One of the issues that Time Warner Inc. (NYSE:TWX) faces as it tries to improve margins is the bias against cutting editorial costs at well-known media properties. The Grahams face the same issue at The Washington Post Company (NYSE:WPO) and the Sulzbergers are up against the same wall at The New York Times Company (NYSE:NYT). Fortunately for the Washington Post, most of its revenues now come from its online education businesses, like Kaplan. Lucky for them.
For decades big, widely distributed editorial operations have been viewed as something of a public trust. Even some of the network news operations fell into this category until Bill Paley died. Then Larry Tisch came in and cut with a vengeance. Entire editorial bureaus were closed.
From the time that Henry Luce and his partners started Time Magazine in 1923 until Life Magazine was closed in 1972, Time, Inc. did not shutter any of its major publications. If Luce had not died in 1967, Life may have survived.
At companies where editorial standards are a bit more "flexible," cutting is no big deal. Dean Singleton has made a career of buying large city dailies and cutting their costs, including newsrooms, to the bone. He has purchased newspapers in markets as large as Dallas, Denver, and Oakland. If the papers do not make money, he closes them.
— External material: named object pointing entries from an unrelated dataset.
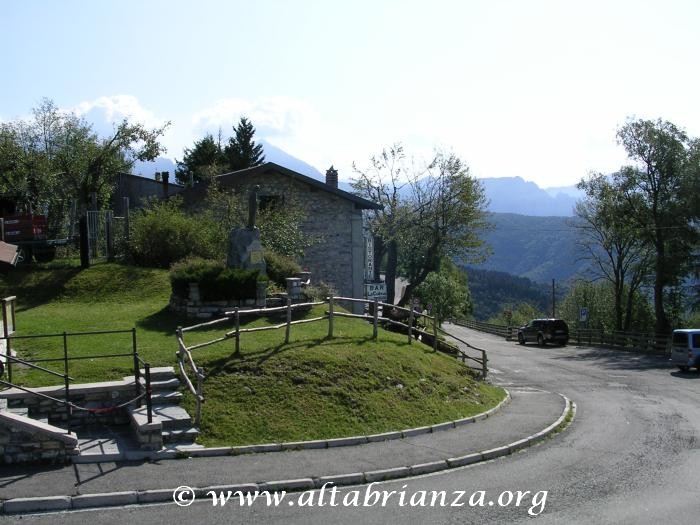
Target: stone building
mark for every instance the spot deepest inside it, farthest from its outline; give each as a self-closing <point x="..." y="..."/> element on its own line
<point x="332" y="215"/>
<point x="139" y="189"/>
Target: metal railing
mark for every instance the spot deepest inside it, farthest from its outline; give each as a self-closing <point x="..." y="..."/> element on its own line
<point x="141" y="391"/>
<point x="482" y="362"/>
<point x="193" y="376"/>
<point x="619" y="340"/>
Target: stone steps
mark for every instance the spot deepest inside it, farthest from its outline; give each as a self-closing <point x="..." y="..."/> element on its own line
<point x="180" y="435"/>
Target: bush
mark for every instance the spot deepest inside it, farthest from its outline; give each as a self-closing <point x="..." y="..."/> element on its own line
<point x="319" y="292"/>
<point x="280" y="267"/>
<point x="216" y="281"/>
<point x="162" y="233"/>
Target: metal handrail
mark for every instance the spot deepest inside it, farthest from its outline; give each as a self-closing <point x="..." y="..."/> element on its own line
<point x="66" y="359"/>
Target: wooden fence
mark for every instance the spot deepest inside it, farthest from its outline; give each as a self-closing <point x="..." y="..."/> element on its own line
<point x="193" y="376"/>
<point x="631" y="341"/>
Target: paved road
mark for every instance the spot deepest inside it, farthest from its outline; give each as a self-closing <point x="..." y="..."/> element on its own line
<point x="629" y="457"/>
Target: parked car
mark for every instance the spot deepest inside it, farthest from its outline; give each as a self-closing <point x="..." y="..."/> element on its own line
<point x="542" y="331"/>
<point x="685" y="348"/>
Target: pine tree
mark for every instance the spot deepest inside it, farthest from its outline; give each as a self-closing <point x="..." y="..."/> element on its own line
<point x="242" y="152"/>
<point x="205" y="160"/>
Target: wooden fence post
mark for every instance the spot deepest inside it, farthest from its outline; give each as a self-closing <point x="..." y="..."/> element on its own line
<point x="289" y="320"/>
<point x="435" y="333"/>
<point x="376" y="318"/>
<point x="330" y="316"/>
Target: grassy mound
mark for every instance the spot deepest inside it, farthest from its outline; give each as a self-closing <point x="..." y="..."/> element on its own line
<point x="311" y="388"/>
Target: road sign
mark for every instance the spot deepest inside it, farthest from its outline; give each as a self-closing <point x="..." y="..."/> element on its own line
<point x="375" y="291"/>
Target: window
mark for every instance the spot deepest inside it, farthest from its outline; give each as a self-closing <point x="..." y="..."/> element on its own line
<point x="271" y="202"/>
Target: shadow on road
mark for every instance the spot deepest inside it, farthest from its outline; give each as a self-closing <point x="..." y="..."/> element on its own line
<point x="617" y="360"/>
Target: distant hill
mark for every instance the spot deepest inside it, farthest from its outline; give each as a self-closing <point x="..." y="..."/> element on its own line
<point x="281" y="157"/>
<point x="272" y="154"/>
<point x="539" y="248"/>
<point x="491" y="291"/>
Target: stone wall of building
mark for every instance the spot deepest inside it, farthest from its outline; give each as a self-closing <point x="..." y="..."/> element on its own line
<point x="100" y="397"/>
<point x="338" y="255"/>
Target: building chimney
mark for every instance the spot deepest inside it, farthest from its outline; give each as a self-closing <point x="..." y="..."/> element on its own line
<point x="332" y="177"/>
<point x="165" y="176"/>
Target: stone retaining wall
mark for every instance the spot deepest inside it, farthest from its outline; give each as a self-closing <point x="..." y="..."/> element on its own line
<point x="23" y="440"/>
<point x="193" y="306"/>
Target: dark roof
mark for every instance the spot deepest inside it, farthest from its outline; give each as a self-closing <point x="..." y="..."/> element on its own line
<point x="171" y="180"/>
<point x="271" y="166"/>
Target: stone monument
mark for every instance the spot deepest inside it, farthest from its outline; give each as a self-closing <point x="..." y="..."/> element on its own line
<point x="244" y="248"/>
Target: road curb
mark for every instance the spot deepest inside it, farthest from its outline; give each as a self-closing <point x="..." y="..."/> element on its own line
<point x="337" y="442"/>
<point x="62" y="503"/>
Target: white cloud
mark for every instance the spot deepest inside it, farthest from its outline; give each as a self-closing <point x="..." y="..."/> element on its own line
<point x="289" y="123"/>
<point x="114" y="108"/>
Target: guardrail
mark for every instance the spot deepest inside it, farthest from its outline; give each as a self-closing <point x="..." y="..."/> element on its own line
<point x="193" y="376"/>
<point x="142" y="391"/>
<point x="632" y="341"/>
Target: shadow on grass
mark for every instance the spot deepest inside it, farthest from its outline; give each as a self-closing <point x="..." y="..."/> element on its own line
<point x="618" y="359"/>
<point x="251" y="361"/>
<point x="164" y="321"/>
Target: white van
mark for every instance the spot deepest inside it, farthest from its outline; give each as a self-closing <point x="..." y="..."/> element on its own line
<point x="685" y="348"/>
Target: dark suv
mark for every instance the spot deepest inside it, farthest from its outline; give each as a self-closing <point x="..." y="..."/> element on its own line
<point x="542" y="331"/>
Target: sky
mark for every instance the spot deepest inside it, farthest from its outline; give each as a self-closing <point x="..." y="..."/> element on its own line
<point x="535" y="89"/>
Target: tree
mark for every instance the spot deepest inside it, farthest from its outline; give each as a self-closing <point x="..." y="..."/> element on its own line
<point x="203" y="161"/>
<point x="611" y="243"/>
<point x="658" y="191"/>
<point x="57" y="157"/>
<point x="446" y="292"/>
<point x="242" y="152"/>
<point x="282" y="231"/>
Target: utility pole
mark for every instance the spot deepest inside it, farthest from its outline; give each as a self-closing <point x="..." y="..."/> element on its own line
<point x="553" y="301"/>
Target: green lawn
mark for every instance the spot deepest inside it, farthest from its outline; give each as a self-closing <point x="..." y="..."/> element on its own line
<point x="311" y="388"/>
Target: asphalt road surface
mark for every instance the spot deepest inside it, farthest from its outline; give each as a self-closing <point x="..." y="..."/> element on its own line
<point x="630" y="456"/>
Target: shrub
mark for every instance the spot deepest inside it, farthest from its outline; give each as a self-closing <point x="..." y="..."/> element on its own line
<point x="319" y="292"/>
<point x="216" y="281"/>
<point x="280" y="267"/>
<point x="162" y="233"/>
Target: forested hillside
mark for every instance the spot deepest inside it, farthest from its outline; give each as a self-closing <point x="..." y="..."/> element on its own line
<point x="539" y="248"/>
<point x="491" y="291"/>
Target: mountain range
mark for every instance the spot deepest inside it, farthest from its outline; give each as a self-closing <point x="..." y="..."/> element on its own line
<point x="532" y="236"/>
<point x="505" y="194"/>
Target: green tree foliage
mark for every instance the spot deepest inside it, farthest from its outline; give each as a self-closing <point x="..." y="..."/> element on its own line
<point x="281" y="230"/>
<point x="447" y="292"/>
<point x="56" y="157"/>
<point x="441" y="216"/>
<point x="660" y="191"/>
<point x="599" y="299"/>
<point x="242" y="151"/>
<point x="610" y="242"/>
<point x="443" y="219"/>
<point x="203" y="161"/>
<point x="517" y="315"/>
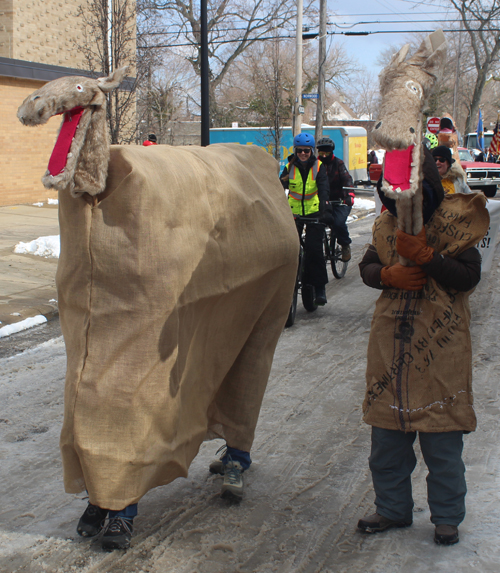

Time Magazine, Newsweek, The New York Times, and The Washington Post are institutions with lives that are measured as much in reputation as they are in economic success. And it is probably less popular with the press when their brethren are let go than it is with, say, auto workers. And there is nothing amiss with looking out for your own.
It is almost inevitable that Parsons & Co. are looking at the number of bureaus that Time has, and the number of senior editors, as well as the number of writers at People and Sports Illustrated. Why? Because these magazines, perhaps with the exception of the gossip found in People, are no longer the primary source of news. They may have been twenty years ago, or even ten. But that rationale has lost its teeth.
While it is hard to say that anything is inevitable, the clash of the dropping margins at Time, Inc. and the large editorial staffs at the magazine is coming. And if shareholder pressure keeps up, it may come soon.